Caton was only given the opportunity to demonstrate his capabilities to the fans on five occasions.

Therefore, it is no surprise that his relationship with Micky Mellon was strained. He added: “I remember before I signed, I went and met with Micky Mellon, and I was so impressed with his vision but more in particular his knowledge on myself and how he saw me fitting into his team.

“Throughout pre-season we seemed to get on, however, the turning point for me was before the pre-season game against Watford.

“The assistant manager had me outside for an hour after a tough training session crossing balls and I felt my groin go, so I stopped and hoped for the best in the game.

“I was due to start the game, but in the warm up I was in agony, so I had to pull out. The management thought I was faking it, and it turned out I had a grade one tear, but the way they treated me during that time was laughable.

“At this point, we never saw eye to eye, and he never really had a desire to play me or even show an interest.

“This is the nature of football unfortunately, and as we are now seeing at elite levels with Zidane’s treatment of Gareth Bale, there is a side to football that most people don’t see.”

During his time at Shrewsbury, James had four different loan spells away from the club. “I got much needed game time at Southport, however, the team were in a relegation battle, so it wasn’t easy, but it was very worthwhile.

“Mansfield was unsuccessful, as I only played one game for reasons I cannot seem to understand. Wrexham I was unfortunate in that I joined a winning team, so the manager didn’t really change much. Lincoln was the breath of fresh air I needed, and as I said prior is the best career move I made.”

Despite James’ documented difficulties at Shrewsbury Town, he did take some positives from the experience.

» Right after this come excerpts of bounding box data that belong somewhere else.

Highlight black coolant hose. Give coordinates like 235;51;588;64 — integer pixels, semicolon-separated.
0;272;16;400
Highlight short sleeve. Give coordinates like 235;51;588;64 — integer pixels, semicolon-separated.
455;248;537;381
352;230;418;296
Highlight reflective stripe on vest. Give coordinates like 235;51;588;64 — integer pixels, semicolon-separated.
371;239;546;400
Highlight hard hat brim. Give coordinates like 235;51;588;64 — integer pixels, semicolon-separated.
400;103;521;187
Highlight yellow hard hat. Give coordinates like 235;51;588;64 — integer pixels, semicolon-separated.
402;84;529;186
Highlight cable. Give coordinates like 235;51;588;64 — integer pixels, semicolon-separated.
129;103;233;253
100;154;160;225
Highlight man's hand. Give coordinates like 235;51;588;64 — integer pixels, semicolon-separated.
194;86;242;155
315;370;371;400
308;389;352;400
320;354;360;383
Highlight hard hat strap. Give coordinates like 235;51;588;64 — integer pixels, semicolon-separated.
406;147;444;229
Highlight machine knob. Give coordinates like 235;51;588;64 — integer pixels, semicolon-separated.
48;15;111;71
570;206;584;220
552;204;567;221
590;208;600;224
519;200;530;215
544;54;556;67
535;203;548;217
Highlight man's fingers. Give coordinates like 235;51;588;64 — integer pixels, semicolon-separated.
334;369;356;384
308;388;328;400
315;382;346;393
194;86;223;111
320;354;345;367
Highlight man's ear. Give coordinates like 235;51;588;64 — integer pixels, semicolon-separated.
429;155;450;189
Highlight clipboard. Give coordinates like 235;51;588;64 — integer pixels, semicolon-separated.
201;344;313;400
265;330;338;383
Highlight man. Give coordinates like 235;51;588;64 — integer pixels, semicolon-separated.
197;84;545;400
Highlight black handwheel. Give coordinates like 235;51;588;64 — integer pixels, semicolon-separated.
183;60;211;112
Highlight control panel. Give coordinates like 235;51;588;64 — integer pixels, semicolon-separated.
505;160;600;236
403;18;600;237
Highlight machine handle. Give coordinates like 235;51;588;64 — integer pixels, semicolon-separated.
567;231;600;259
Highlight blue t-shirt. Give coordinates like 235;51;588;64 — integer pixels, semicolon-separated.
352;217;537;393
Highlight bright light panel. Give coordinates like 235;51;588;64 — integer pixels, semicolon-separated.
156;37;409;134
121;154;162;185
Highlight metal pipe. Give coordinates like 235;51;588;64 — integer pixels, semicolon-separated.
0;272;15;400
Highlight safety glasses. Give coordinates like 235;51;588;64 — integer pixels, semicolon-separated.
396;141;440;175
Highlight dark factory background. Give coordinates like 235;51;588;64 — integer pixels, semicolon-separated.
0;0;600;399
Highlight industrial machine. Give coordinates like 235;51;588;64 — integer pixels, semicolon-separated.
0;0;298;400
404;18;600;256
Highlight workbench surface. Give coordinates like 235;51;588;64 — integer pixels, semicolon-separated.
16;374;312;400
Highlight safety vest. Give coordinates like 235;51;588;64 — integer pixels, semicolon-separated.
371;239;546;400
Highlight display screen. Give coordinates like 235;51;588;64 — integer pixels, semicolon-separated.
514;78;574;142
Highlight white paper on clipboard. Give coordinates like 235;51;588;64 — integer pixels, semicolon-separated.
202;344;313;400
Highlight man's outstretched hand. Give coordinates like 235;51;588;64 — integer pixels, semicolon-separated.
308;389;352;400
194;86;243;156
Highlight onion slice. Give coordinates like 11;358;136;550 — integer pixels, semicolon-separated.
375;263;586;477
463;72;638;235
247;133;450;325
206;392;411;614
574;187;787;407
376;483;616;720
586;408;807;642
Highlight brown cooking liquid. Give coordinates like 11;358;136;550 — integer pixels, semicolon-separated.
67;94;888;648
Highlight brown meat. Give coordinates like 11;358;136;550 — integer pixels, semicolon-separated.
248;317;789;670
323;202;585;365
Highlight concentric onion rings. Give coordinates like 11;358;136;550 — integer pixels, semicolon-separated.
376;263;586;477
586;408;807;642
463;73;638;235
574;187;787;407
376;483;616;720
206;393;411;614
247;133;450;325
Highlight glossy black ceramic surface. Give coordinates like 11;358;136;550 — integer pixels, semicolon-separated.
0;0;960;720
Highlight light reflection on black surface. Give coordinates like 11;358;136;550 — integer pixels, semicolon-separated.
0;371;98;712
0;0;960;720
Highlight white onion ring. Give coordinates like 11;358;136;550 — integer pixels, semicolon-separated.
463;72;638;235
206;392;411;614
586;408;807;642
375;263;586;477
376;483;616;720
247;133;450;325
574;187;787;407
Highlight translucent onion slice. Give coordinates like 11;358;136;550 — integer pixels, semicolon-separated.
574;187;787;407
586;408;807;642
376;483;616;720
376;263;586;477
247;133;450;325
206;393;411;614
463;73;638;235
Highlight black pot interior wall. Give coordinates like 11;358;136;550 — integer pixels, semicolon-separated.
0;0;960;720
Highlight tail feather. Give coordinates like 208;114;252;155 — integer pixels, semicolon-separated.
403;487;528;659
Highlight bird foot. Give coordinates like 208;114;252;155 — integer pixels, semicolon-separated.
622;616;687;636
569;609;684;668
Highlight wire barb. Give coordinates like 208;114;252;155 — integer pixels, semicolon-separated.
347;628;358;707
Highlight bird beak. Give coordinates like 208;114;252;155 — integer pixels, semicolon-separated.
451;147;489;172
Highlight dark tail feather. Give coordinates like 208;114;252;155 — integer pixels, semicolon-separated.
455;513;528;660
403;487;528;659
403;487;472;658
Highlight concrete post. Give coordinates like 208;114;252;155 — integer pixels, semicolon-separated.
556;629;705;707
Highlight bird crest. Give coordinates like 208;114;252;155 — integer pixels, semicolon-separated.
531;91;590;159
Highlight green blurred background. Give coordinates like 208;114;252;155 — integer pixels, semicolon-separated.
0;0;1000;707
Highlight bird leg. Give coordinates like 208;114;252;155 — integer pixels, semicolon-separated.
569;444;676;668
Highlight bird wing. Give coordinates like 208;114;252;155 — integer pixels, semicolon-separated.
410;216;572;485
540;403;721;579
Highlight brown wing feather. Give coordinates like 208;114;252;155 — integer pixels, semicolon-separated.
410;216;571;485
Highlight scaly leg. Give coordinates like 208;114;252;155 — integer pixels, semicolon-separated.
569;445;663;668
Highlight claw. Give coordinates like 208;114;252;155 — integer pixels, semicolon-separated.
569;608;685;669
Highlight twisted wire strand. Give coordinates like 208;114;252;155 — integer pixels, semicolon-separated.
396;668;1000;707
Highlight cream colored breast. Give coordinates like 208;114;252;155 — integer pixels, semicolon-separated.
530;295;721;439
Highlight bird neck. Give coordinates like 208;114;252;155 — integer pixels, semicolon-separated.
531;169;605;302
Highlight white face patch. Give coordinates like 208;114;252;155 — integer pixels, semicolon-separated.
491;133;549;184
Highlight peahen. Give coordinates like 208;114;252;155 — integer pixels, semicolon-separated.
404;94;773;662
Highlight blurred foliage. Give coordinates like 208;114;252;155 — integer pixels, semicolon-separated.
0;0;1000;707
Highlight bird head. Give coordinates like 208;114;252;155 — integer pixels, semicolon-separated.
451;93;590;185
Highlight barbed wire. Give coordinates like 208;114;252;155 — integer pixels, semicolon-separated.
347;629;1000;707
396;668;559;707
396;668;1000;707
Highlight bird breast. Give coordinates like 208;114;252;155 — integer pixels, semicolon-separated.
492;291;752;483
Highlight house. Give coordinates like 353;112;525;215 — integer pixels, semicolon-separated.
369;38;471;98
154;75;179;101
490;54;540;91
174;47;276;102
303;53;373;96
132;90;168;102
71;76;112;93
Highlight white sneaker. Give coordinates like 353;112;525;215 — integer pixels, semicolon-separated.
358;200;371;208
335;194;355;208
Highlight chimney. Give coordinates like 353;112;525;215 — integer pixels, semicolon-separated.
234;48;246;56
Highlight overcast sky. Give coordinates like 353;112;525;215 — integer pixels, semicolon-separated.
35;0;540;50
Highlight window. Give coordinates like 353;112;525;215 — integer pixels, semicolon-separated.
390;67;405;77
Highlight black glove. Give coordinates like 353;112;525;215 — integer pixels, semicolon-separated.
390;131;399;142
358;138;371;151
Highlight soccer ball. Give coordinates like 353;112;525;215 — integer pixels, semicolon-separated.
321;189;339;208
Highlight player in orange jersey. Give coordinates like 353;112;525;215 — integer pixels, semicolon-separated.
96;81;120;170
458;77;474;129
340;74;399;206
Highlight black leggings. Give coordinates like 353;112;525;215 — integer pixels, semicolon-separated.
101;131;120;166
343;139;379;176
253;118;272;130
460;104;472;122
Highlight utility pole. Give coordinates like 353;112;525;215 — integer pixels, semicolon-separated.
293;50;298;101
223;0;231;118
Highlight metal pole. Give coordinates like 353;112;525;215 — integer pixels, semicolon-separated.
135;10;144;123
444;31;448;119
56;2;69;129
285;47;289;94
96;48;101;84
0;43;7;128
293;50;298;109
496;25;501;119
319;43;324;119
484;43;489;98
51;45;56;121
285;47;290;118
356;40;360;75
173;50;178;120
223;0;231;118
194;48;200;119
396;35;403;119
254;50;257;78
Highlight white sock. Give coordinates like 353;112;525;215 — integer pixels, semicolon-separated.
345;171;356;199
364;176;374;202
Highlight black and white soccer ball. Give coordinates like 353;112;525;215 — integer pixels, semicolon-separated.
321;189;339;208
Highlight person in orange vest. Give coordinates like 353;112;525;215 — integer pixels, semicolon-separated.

“Despite my lack of chances at Shrewsbury, I must say it’s a great club with good people behind the scenes. The fans were brilliant with me, and the town itself it really nice. I just wish I could’ve made a name for myself there, but I am a massive believer in everything happens for a reason.”

James departed Shrewsbury in June 2016, and went back to Lincoln City on a trial basis but was unable to secure a deal.

He has since represented Southport for a second spell, Dover Athletic, Darlington, Warrington Town, Stalybridge Celtic, and Nuneaton.

“I’ve been looking for somewhere I can settle ever since leaving Shrewsbury. It’s just been a case of the club’s I have joined,  haven’t been the right fit, or it hasn’t worked out.”

Caton is now a free agent and is searching for the next chapter in his career, but admits being without a club represents a huge challenge.

He added: “It is definitely mentally draining. You are essentially a sitting duck waiting for an opportunity to arise.

“I have had interest, but after deciding in the summer on the best way to get back to progression, the clubs in particular are not suited.

“Too often I have been impatient and probably signed for the wrong club, but this time I am waiting for the right moment and club.

“I am just hopeful that after possibly the worse 3/4 years of my life in terms of football, I will get an opportunity I am more deserving of.”

And he is confident that he will return to the Football League: “My ability has never been in question.

“Over the years, I have gotten sick and tired of the amount of people saying I have “all the ability in the world” but never backing up those statements by playing me.

“There is nothing I desire more than to be playing minimum Football League. It is something I am more than capable enough to play in, but also being realistic I know its not as simple as signing somewhere. I am reliant on a door being opened, which thus far hasn’t happened.”